Cache-Aside (Lazy Loading)
Cache-aside is the most common caching strategy available. It checks the cache first to determine whether the data is available. If the data is available (a cache hit), the cached data is returned otherwise (a cache miss), the database is queried for the data. The cache is then populated with the data and the data is returned to the caller.
In this approach, the cache contains only data that the application actually requests, which helps keep the cache size small. But the response time for initial requests is greater due to the cache miss which leads to additional roundtrips to the cache and database.

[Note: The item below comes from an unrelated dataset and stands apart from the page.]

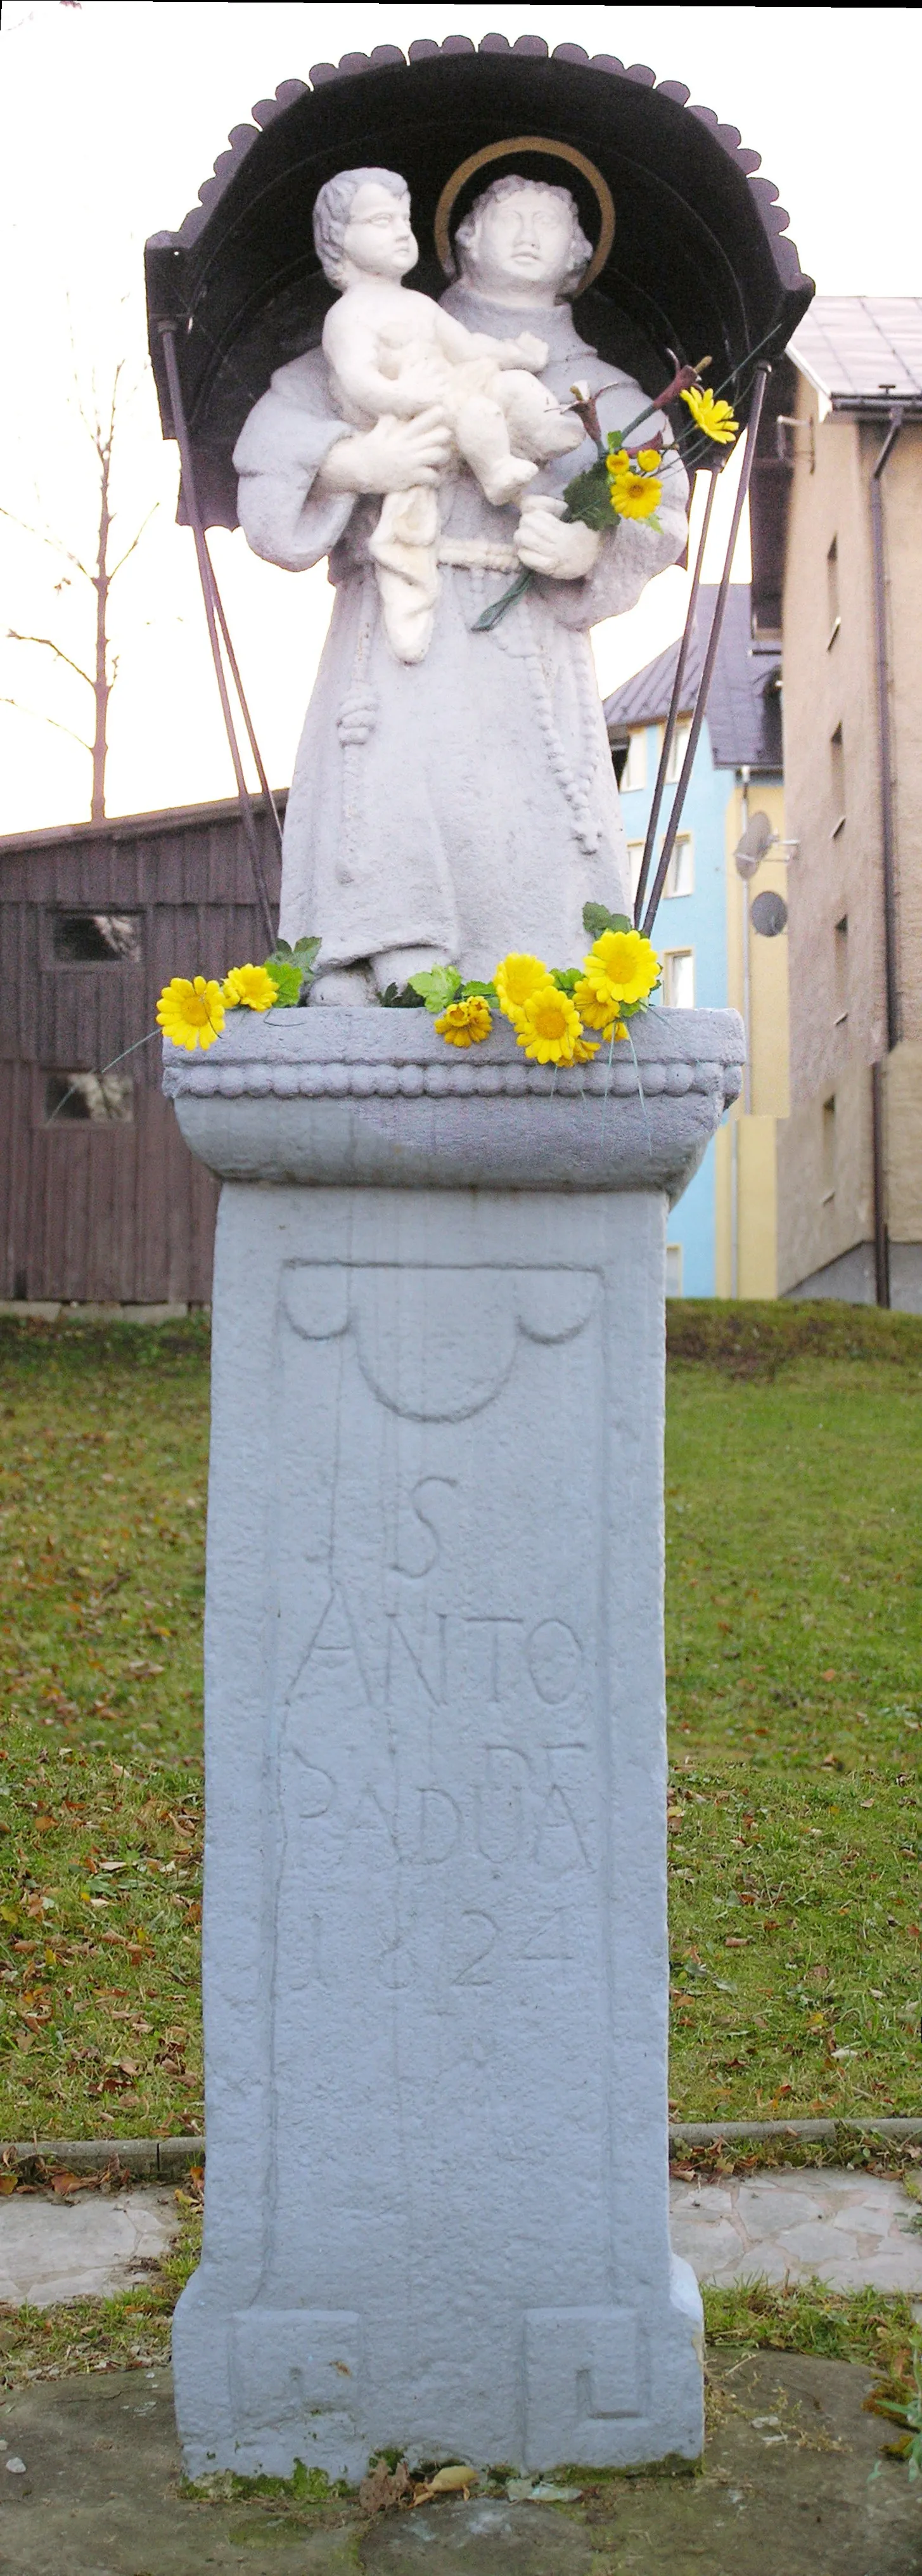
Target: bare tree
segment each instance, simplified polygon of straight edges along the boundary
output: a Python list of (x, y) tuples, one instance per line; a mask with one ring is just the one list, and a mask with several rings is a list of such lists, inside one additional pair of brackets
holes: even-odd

In this approach, the cache is updated immediately following a database update. This approach is almost always implemented along with lazy loading. In this approach, the likelihood that data will be found in the cache is higher since the cache is in sync with the database. But the problem is that infrequently-requested data is also available in the cache which is not efficient.
Redis is an in-memory dictionary for super-fast read-and-write caching and data storage. Because it stores the data in RAM it can handle millions of data in less than 1 millisecond. The problem with storing data in RAM is that if the system reboots we lose data. For addressing this issue they've introduced two approaches for persisting data in hard disk or network storage.
RDB stands for Redis Database Backup takes snapshots of the data periodically and every once in a while it dumps all the data in the RAM into hard in a compressed format. The rule for dumping data could be based on the time or amount of changed data.
AOF stands for Append Only File and it appends the data to a log file every second or with every change in the data or when the OS is free. The problem with this approach is that it leads to a large log file since it only adds to a file and the log file becomes large over time.
Redis reconstructs the data from the log file or dump file while starting up and automatically stores the data in RAM on disk while shutting down the service. The RDB approach is faster but in the worst case, we might lose the data between snapshots. With AOF we can lose data too but because the gap between saving data is smaller it is more reliable for persistent data.